Vor 15 Jahren wurde die Werkstattgruppe Literatur geboren, im Grunde aus der Not heraus. Detlef Albrecht: „Unser gemeinsamer Ursprung ist, dass wir Mitte der Neunziger, nach dem Vikariat, von der Kirche rausgeschmissen worden sind.“ Damals gab es nicht genug Pfarrstellen für die zahlreichen TheologInnen, die von den Unis entlassen wurden. Eine schwierige Situation, so Detlef Albrecht, denn „wer sich auf den Pfarrberuf vorbereitet, hat nicht viele Alternativen“.

Der in Lüneburg lebende Schriftsteller Heinz Kattner hatte dann doch eine: das gemeinsame Schreiben. Kattner bietet seit rund 30 Jahren Sprach- und Schreibcoachings in der evangelischen Kirche an, regelmäßig ist er in den Predigerseminaren zu Gast. „Jeder hat ihn erlebt“, erzählt Detlef Albrecht – so auch die frischgebackenen TheologInnen, die damals nicht zu PastorInnen werden konnten.

Auf Heinz Kattners Angebot gingen 15 Frauen und Männer ein, die meisten sind bis heute dabei geblieben. Sie kommen aus Göttingen, Rinteln, Hannover, Bremen oder Hamburg, mit Jutta Schlesselmann ist noch eine zweite Hildesheimerin dabei. Aktuell besteht die Gruppe aus 11 Mitgliedern, die sich einmal im Jahr im Kloster Loccum mit Kattner zu einem zweitägigen Schreibworkshop treffen. Alle fünf Jahre werden die besten Ergebnisse zu einer Anthologie zusammengefasst und via Books on Demand veröffentlicht.

Es handelt sich um Gedichte und kürzere Erzählungen, die auf ein bis zwei Seiten Platz haben. Dies liegt schon an der Aufgabenstellung. „Rausgehen und wahrnehmen!“, heißt Kattners erster Auftrag. Wenn die Mitglieder zurückkommen, müssen sie ihre Eindrücke in kürzester Zeit festhalten. Oft stehen ihnen nur 20 Minuten zur Verfügung, „eine Dreiviertelstunde wäre schon lang“, erklärt Detlef Albrecht. Umso intensiver sei aber das anschließende gemeinsame Lektorat.
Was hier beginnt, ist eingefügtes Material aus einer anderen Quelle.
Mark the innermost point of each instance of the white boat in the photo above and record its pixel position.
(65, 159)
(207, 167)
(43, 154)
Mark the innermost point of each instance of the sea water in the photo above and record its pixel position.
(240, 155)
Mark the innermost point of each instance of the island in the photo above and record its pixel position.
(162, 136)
Längst ist der ursprüngliche Impuls für die Gründung der Gruppe in den Hintergrund getreten. Einige Mitglieder wie Detlef Albrecht sind über Umwege doch noch PastorInnen geworden, andere haben – zum Teil mit großen Mühen – neue Wege eingeschlagen. „Die Texte wirken aus ihrer Sprache heraus, nicht aus unserer Geschichte“, betont der Andreaspastor. Der Hildesheimer steuert gerne Humorvolles bei. Viele Geschichten haben allerdings eher einen ruhigen, nachdenklichen Ton, die Kirche spielt selten eine Rolle.

Zu den Ausnahmen gehört der Text „Albtraum Kirche“, der gut in die riesige Hildesheimer Andreaskirche passen würde, aber schon entstanden ist, „als ich noch Pastor in Schellerten war“, wie Detlef Albrecht verrät. Darin besteigt der Träumende eine Art ganz persönlicher Jakobsleiter, bis er hoch über den Köpfen der Gemeinde zur Predigt ansetzt – und eigentlich für immer dort oben bleiben will. Die Auflösung gibt es am Sonntag im Andreashaus.
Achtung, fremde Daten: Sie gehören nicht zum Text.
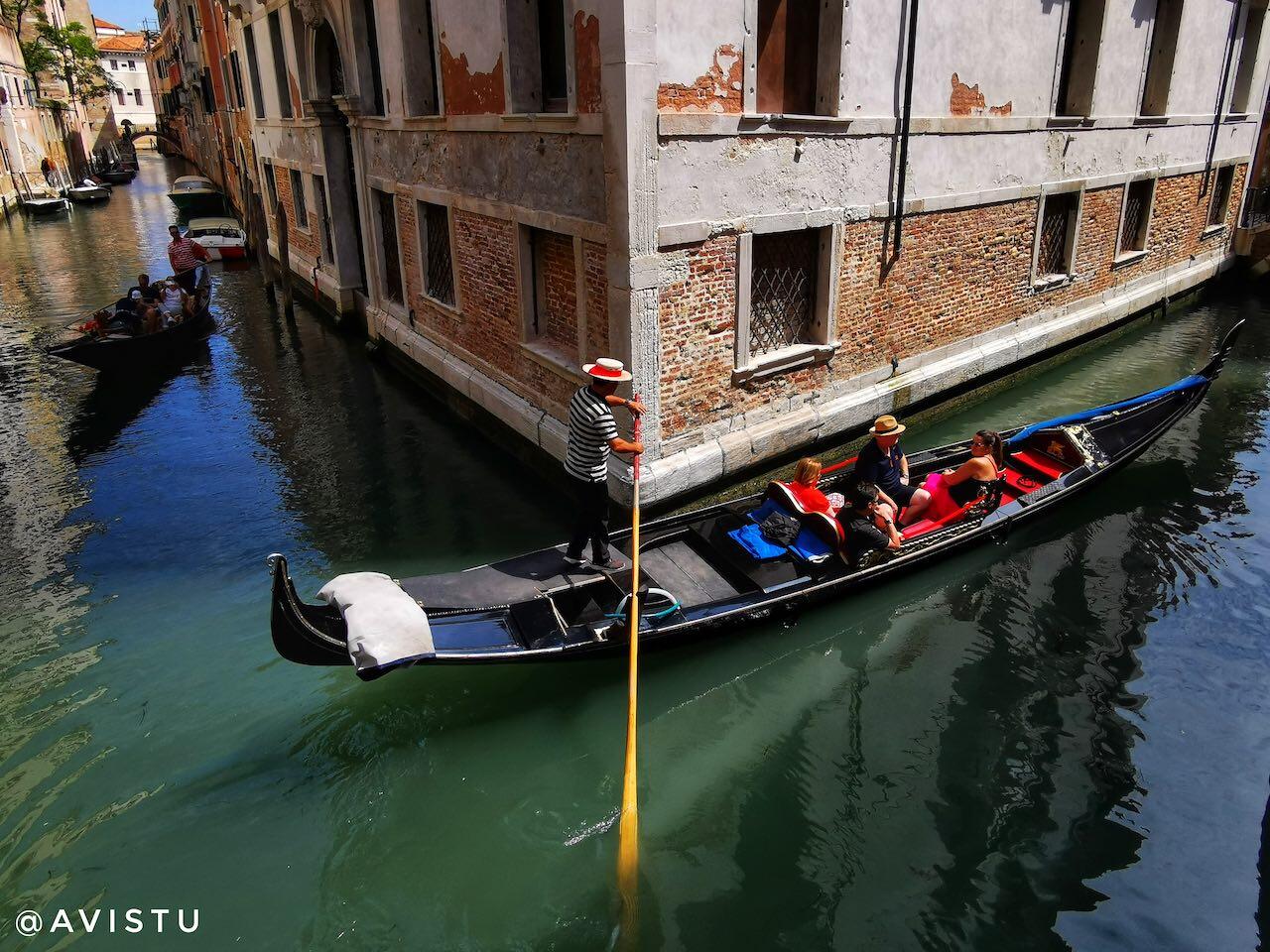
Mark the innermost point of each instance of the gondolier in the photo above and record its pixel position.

„Vom Nachhall getragen“. Lyrik und Prosa, herausgegeben von Detlef Albrecht und Jan-Hendrik von Stemm, 18,90 Euro, ISBN 978-3-848-25123-0. Weitere Veröffentlichungen der Werkstattgruppe Literatur: „Vorn leuchten rot die Beeren des Ilex“ (2003) und „Lichtpfützen“.